In 2016, Niantic will blur the lines between our world and the world of Pokémon with the release of Pokémon Go, its upcoming augmented reality game for mobile phones, which will allow fans to see and interact with Pokémon in the real world. Similar to its AR game Ingress, Niantic’s new venture will utilize location information and augmented reality to entice fans to search far and wide to discover Pokémon in our own world. As an added experience, a Bluetooth wearable device developed by Nintendo (called the Pokémon Go Plus) will notify players of nearby Pokémon and other related game events via vibration and LED lights, enabling players to remain active in the game even when not looking at their phone. With these and other exciting features, there is no doubt that Pokémon fans everywhere—including some Pillsbury attorneys—are eagerly awaiting the game’s release. As that release nears, though, it’s a good time to consider the potential legal implications of such AR-reliant games.
In the Pokémon Go trailer, for example, “wild” Pokémon appear in real-world gardens, city streets and rivers. Imagine children (and even some adults) who might trespass onto other people’s property, run into city streets or jump into rivers to go after that elusive wild Pokémon. Although terms of service (TOS) for such a game may likely shield the company from player-originated legal action, the company may remain liable to claims by others who are inadvertently harmed by the player’s actions (e.g., a driver who swerves and crashes to avoid a distracted player, a property owner whose fence is damaged by someone playing the game, etc.). Of course, one hopes that players will exercise common sense and caution when playing the game in public, but wherever there are humans, there will be lapses in judgment.
Moreover, with the advancement of videogame graphics and wearable head displays, it may be difficult to distinguish between what is real or simply part of a game.

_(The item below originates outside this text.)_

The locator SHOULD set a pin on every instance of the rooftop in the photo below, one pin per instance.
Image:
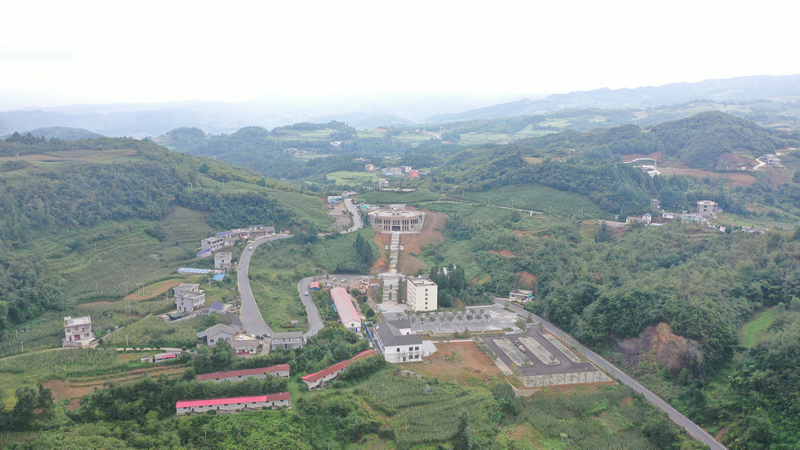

If a player is attacked by a realistic AR character via her head display, and she does not realize that the character is virtual, could she have a claim for assault as a result of her fear or apprehension from the virtual attack? If the player is injured or injures a non-playing victim as a result of the virtual attack, could she or the non-playing victim have a legal claim against the videogame company or others involved in the manufacture or sale of the game? If children perform violent acts that mimic their AR gameplay, could victims of those violent acts win a negligence lawsuit? Even though courts have repeatedly dismissed videogame violence cases against the industry on the basis of non-reasonably foreseeable harm (and, thus, no proximate cause), the advent of AR and VR gaming likely will represent a substantial shift in the foundation of such legal precedent.
While there is much excitement for the future of augmented reality and videogames, the companies that create and distribute those games will have a host of legal liabilities and loopholes to identify and guard against. There are already plenty of them out there, and more “spawn” every day. The challenge for companies like Niantic and other innovators in the AR gaming space? They had better catch ’em all.